除酵祭の第一日、すなわち過越の小羊を屠る日、弟子たちがイエスに、「過越の食事をなさるのに、どこへ行って用意いたしましょうか」と言った。そこで、イエスは次のように言って、二人の弟子を使いに出された。「都へ行きなさい。すると、水がめを運んでいる男に出会う。その人について行きなさい。その人が入って行く家の主人にはこう言いなさい。『先生が、「弟子たちと一緒に過越の食事をするわたしの部屋はどこか」と言っています。』すると、席が整って用意のできた二階の広間を見せてくれるから、そこにわたしたちのために準備をしておきなさい。」弟子たちは出かけて都に行ってみると、イエスが言われたとおりだったので、過越の食事を準備した。
一同が食事をしているとき、イエスはパンを取り、賛美の祈りを唱えて、それを裂き、弟子たちに与えて言われた。「取りなさい。これはわたしの体である。」また、杯を取り、感謝の祈りを唱えて、彼らにお渡しになった。彼らは皆その杯から飲んだ。そして、イエスは言われた。「これは、多くの人のために流されるわたしの血、契約の血である。はっきり言っておく。神の国で新たに飲むその日まで、ぶどうの実から作ったものを飲むことはもう決してあるまい。」一同は賛美の歌をうたってから、オリーブ山へ出かけた。
キリストの聖体の主日にあたり、中川博道神父様(カルメル会)からのメッセージに耳を傾けたいと思います。
「食べること」は、食べ物にとっては引き裂かれ、かみ砕かれ、すりつぶされ、自らの姿を失い、死んでいくことです。
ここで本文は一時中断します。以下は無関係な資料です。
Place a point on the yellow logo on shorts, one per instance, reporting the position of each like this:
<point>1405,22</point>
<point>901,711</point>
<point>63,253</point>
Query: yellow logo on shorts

そして、飲み込まれて消化され、自らが消えていくことです。自らが消えていきながら、自らを消し去る者に自分のいのちを与える出来事です。「私たちの知っているものの中で、食べ物は一番愛に近いものなのです」という言葉に出合ったとき、イエスの私たちへの思いの核心に触れたように思いました。イエスとは、聖体において、愛そのものであるお方が食べ物になった方なのです。
そのとき以来、「食べられるものとなられた方の思い」を思い巡らすようになりました。「愛」そのものである方が「食べ物」そのものになる神秘。ここにイエスの自己理解の中心的な意味が隠れているように思います。
聖体の秘跡の中から見えてくるイエスの関わりの本質は、ご自分を食べ、引き裂く者に、自らのいのちを与え続ける十字架の神秘です。イエスのからだを裂き、十字架を眺めるたびに、私たちは、神を死に追いやる、すなわち、愛を生きることのできない私たちの罪の現実と、自らを死に追いやる者のために、それでも自らのいのちを注ぎ続ける主の私たちへの関わりを見ます。そこには、罪の真っただ中にあってさえ、私たちを孤独の中に放置せず、「わたしは必ずあなたと共にいる」と言うお方の、いのちがけの決意と関わりがあります。